Ida be fiver foot nine inch tall human of reddish like hair en blue eyes like da ocean wavings.  I'm wirery of sorts as fer mercenary types go ida be guessing.  And me Tymorian gift of virtue with me bow remains to da day a safe gamble with yer silver.  Ya they call on me and speakith me name: Saren (of the Moonshae)

Before ye now ida guess you soon hear me weary tales of misadventure and party blight.  None as stupedously stupid as me recently battled tale though.  And itabe like so...
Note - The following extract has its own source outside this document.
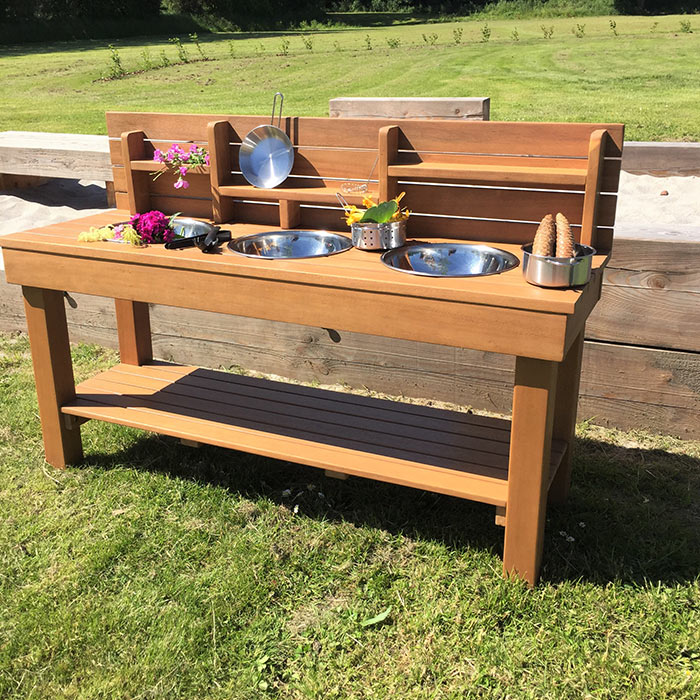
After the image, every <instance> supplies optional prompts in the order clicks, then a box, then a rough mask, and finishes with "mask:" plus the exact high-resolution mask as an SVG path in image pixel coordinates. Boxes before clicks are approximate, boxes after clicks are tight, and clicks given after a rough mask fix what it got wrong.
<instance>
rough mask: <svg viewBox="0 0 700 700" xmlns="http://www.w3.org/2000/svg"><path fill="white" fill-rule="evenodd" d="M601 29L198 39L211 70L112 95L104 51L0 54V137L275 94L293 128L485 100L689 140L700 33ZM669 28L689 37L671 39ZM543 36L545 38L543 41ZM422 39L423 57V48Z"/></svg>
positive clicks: (679, 17)
mask: <svg viewBox="0 0 700 700" xmlns="http://www.w3.org/2000/svg"><path fill="white" fill-rule="evenodd" d="M610 19H611V18H609V17H586V18H575V19H569V18H566V19H562V18H560V19H530V20H489V21H488V26H489V28H490V30H491V36H490V40H489V41H488V42H487V43H484V42H482V41H481V39H482V29H483V27H484V22H483V21H465V22H461V23H445V24H430V25H409V26H396V27H394V26H392V27H383V28H362V29H349V30H337V29H336V30H326V31H318V32H315V33H314V34H313V51H309V50H307V49H306V48H305V47H304V44H303V42H302V39H301V38H300V37H299V36H298V35H296V34H283V33H274V32H269V33H265V34H258V35H251V34H232V35H210V36H207V37H202V38H201V39H202V44H203V46H204V49H205V51H206V53H207V54H208V55H209V57H211V58H212V59H215V60H211V61H207V62H197V63H189V64H185V65H177V66H170V67H168V68H163V69H159V70H150V71H147V72H144V73H141V74H138V75H133V76H129V77H127V78H124V79H121V80H111V81H100V80H99V78H100V77H101V76H103V75H107V73H108V68H109V51H108V49H107V47H106V45H105V44H106V42H70V43H56V44H53V45H46V44H45V45H41V44H40V45H31V46H30V45H27V46H18V47H10V48H5V49H0V72H2V75H3V80H2V82H1V83H0V100H1V101H2V104H3V106H4V109H3V112H2V115H0V130H5V129H23V130H37V131H40V130H43V131H68V132H77V133H104V132H105V122H104V112H105V111H106V110H111V109H123V110H144V111H148V110H150V111H175V112H177V111H181V112H183V111H184V112H188V111H189V112H205V113H206V112H215V113H222V112H223V113H233V114H235V113H242V114H266V113H268V111H269V109H270V105H271V97H272V94H273V93H274V92H275V91H276V90H281V91H282V92H284V94H285V98H286V99H285V109H286V113H287V114H294V115H326V114H327V113H328V100H329V98H332V97H338V96H352V95H358V96H455V95H473V96H482V95H486V96H489V97H491V98H492V119H495V120H534V121H603V122H605V121H613V122H614V121H621V122H625V123H626V124H627V132H626V137H627V138H628V139H631V140H700V120H698V115H697V100H696V94H697V79H696V77H695V76H696V75H697V74H698V72H699V71H700V20H696V19H695V18H694V16H687V17H685V18H684V17H682V16H665V17H656V18H654V17H620V16H617V17H615V18H614V20H615V22H616V24H617V32H618V35H619V36H614V35H613V33H612V31H611V29H610V25H609V22H610ZM681 19H686V20H688V19H689V20H690V22H691V26H693V27H694V30H695V31H693V32H692V33H682V32H680V30H679V27H680V20H681ZM576 24H583V25H585V30H584V36H583V38H576V37H575V36H574V35H573V34H572V29H575V28H576ZM542 25H545V26H546V27H550V26H552V27H554V35H553V38H552V39H549V40H546V39H544V38H543V32H542V29H541V26H542ZM458 26H460V27H463V29H464V33H463V37H462V43H461V44H459V45H455V44H454V35H453V31H454V29H455V28H457V27H458ZM516 28H517V32H518V36H519V41H514V40H513V38H512V32H513V30H514V29H516ZM433 33H435V34H437V35H438V39H437V44H436V45H435V46H430V45H428V44H427V43H426V42H425V41H424V40H423V38H422V36H423V35H424V34H425V35H426V36H429V35H430V34H433ZM366 36H369V37H370V42H371V44H372V50H371V51H368V50H367V49H366V48H365V47H366V43H365V37H366ZM285 37H286V38H287V40H288V41H289V49H288V54H287V55H282V54H283V51H282V42H283V40H284V39H285ZM395 39H399V40H400V45H399V46H398V48H391V47H390V46H389V43H388V41H392V42H393V43H394V44H396V42H395V41H394V40H395ZM115 44H116V45H117V47H118V50H119V53H120V57H121V59H122V63H123V64H124V67H125V69H126V70H129V71H131V70H137V69H138V68H139V67H140V65H141V63H142V57H141V54H142V51H143V50H144V48H146V47H148V48H149V50H150V53H151V57H152V59H153V60H154V61H157V60H158V58H159V55H160V51H161V49H163V50H165V52H166V53H167V55H168V56H169V58H170V60H171V61H173V60H175V56H176V55H175V49H174V47H172V45H170V44H168V42H167V40H166V39H165V38H162V39H141V40H139V39H134V40H120V41H119V42H115ZM229 45H231V46H232V47H233V50H234V57H233V58H231V57H230V55H229ZM190 54H191V55H192V56H194V55H195V50H194V47H193V46H190Z"/></svg>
...It all started on a bet of skulls in Caer Corewell.  I lost the bet and was told ta leave.  So with the ticket dey gave me I passaged da ocean and met a butch northener frum Ironkeep.  She rallied herself by da name of Tanzi.  Travel taken through Balder's Gate and beyond met us up with a Tymorian priest and a wizard with a blue hand,a chain fighter and a wizard with a raven.
With delight and glee we adventured an old sunken citadel infested with Beshabas vile.  We survived minus the wizard with the raven whom mysteriously disappeared in the darkness and was never seen forth so.  Frum there weda be ventured an older place in the cold snow of the wintery mountains called Glitterhaum.   And minus the wizard with the blue hand on our first attempt.  And a wee guy we called King Meepo was slain near those moments as well.  And minus our horses and me donkey on our seconde attempt.  Not to mention all me gear in da saddlem bags.  And finaly on me third attempt we all entered down da damn chimney.  So thatabe when me luck expired.  Frum that point ida be saving the party continuosly, ida be burning as me comrads be fanning the flame, Ida be slipen over waterfalls and surviving and saving the party yet again only to have them panic and attack me body as ida be prying blood-sucking birds frum me back.  And like I said, that was only the begining...


----------



## Dalan (Feb 9, 2002)

Saren buddy, we really need to look into a common as a second language course for you next time we visit Arabel.


----------